Scout**
2022-05-18 09:27:13
- #1
Did you measure that yourself? Because I’m not quite convinced. A well-known couple once went to the fertility clinic. The man had problems as it turned out. One of the doctors’ questions was whether the man cooked and used an induction field while doing so... If you imagine the height of a countertop, the cooktop is only a few centimeters from the gonads and ovaries. In the extreme, only about 10 cm. At 100 cm distance, you only have (1/10)^2 = 1/100 of the field strength compared to right at the stove. So you must not compare it with that distance, because that would be trivial. The field strength at about 10 cm is what's interesting. And it’s intense! Out of interest, after the conversation I measured the household with a proper EMC meter – router, hairdryer, laptop, oven, microwave, etc.

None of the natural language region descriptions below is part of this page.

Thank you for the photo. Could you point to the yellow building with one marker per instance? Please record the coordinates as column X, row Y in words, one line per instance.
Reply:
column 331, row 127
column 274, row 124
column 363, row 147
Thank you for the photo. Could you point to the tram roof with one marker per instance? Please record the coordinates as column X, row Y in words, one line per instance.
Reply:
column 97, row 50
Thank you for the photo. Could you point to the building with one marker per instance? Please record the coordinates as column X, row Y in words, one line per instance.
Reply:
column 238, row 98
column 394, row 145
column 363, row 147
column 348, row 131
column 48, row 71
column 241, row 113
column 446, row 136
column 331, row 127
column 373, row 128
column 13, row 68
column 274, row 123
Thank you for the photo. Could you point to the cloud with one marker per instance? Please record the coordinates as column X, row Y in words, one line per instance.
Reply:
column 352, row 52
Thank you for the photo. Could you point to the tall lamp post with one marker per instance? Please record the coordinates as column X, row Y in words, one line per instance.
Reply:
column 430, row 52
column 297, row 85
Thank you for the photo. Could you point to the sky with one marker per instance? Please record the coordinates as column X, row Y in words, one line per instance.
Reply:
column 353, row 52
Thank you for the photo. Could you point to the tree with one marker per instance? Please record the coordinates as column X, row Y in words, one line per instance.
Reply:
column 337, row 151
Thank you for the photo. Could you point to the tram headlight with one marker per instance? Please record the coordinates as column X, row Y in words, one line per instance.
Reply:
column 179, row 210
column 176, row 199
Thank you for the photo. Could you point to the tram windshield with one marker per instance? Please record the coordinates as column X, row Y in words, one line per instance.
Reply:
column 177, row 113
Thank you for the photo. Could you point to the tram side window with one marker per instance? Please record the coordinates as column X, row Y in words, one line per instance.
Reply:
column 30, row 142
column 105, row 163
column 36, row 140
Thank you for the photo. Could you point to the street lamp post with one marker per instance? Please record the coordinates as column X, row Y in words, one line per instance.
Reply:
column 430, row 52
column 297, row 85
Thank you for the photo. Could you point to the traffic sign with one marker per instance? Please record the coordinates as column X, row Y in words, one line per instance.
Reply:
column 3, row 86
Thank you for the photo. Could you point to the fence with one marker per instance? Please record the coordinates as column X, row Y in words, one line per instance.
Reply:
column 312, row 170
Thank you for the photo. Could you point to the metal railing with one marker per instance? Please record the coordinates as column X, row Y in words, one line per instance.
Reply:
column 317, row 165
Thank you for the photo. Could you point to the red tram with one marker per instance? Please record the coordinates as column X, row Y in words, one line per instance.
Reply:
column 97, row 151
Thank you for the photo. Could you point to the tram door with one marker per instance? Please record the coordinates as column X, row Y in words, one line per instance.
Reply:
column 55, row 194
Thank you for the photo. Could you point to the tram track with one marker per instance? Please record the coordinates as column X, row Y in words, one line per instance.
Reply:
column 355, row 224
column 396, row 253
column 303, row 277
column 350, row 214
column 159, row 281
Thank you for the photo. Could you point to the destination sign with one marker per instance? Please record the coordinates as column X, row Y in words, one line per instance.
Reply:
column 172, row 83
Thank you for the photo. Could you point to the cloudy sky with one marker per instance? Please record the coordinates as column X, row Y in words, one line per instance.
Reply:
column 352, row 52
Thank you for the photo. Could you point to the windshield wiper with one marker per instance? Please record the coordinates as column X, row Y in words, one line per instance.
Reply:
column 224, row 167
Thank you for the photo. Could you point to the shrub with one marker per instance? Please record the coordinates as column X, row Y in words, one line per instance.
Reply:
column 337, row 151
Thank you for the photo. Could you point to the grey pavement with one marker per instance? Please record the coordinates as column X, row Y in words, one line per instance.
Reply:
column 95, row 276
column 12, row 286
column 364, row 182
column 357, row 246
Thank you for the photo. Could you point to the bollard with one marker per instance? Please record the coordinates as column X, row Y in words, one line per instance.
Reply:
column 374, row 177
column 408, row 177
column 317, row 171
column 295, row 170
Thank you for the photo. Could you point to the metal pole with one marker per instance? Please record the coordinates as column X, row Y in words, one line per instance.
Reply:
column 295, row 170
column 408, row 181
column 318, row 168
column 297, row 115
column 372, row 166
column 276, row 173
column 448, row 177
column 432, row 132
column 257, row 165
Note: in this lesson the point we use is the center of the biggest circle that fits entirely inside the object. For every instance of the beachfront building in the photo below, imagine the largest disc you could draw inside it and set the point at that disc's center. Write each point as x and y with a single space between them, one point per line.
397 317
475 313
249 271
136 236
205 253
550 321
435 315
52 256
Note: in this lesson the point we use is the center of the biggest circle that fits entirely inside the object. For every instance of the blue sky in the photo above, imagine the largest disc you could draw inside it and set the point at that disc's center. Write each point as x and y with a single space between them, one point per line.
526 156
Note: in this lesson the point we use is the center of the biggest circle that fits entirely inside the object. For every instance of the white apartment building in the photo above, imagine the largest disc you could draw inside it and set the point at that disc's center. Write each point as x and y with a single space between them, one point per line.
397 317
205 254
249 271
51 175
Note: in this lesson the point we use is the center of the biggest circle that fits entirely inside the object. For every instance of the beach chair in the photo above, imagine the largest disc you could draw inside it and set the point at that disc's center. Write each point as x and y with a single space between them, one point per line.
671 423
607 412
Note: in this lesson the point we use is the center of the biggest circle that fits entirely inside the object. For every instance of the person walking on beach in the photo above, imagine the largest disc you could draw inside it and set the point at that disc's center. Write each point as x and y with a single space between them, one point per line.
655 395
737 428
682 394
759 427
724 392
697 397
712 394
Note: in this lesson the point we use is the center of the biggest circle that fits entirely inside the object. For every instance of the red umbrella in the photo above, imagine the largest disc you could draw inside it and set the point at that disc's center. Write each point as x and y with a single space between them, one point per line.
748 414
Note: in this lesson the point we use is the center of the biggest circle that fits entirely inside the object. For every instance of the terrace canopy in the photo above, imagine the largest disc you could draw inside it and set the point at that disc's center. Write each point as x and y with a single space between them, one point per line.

And of course our induction stove. After the stove, there was a long, long gap until the laptop came in a distant second place in the field strength. An induction stove has up to 7000 watts, while even a microwave is at most 800 W – and the microwave has a shielding cage, while the induction stove is "open." In the new house, we then chose a halogen/glass-ceramic cooktop. We also hadn’t quite finished with our family planning yet ;)P.S. One more question. If you react to the electromagnetic field of the stove like that, how do you react to a microwave, a monitor, or a hairdryer? Their electromagnetic field strength is in part several times greater (microwave at one meter distance about 4 times as strong, hairdryer at 30cm distance about 4-5 times as strong).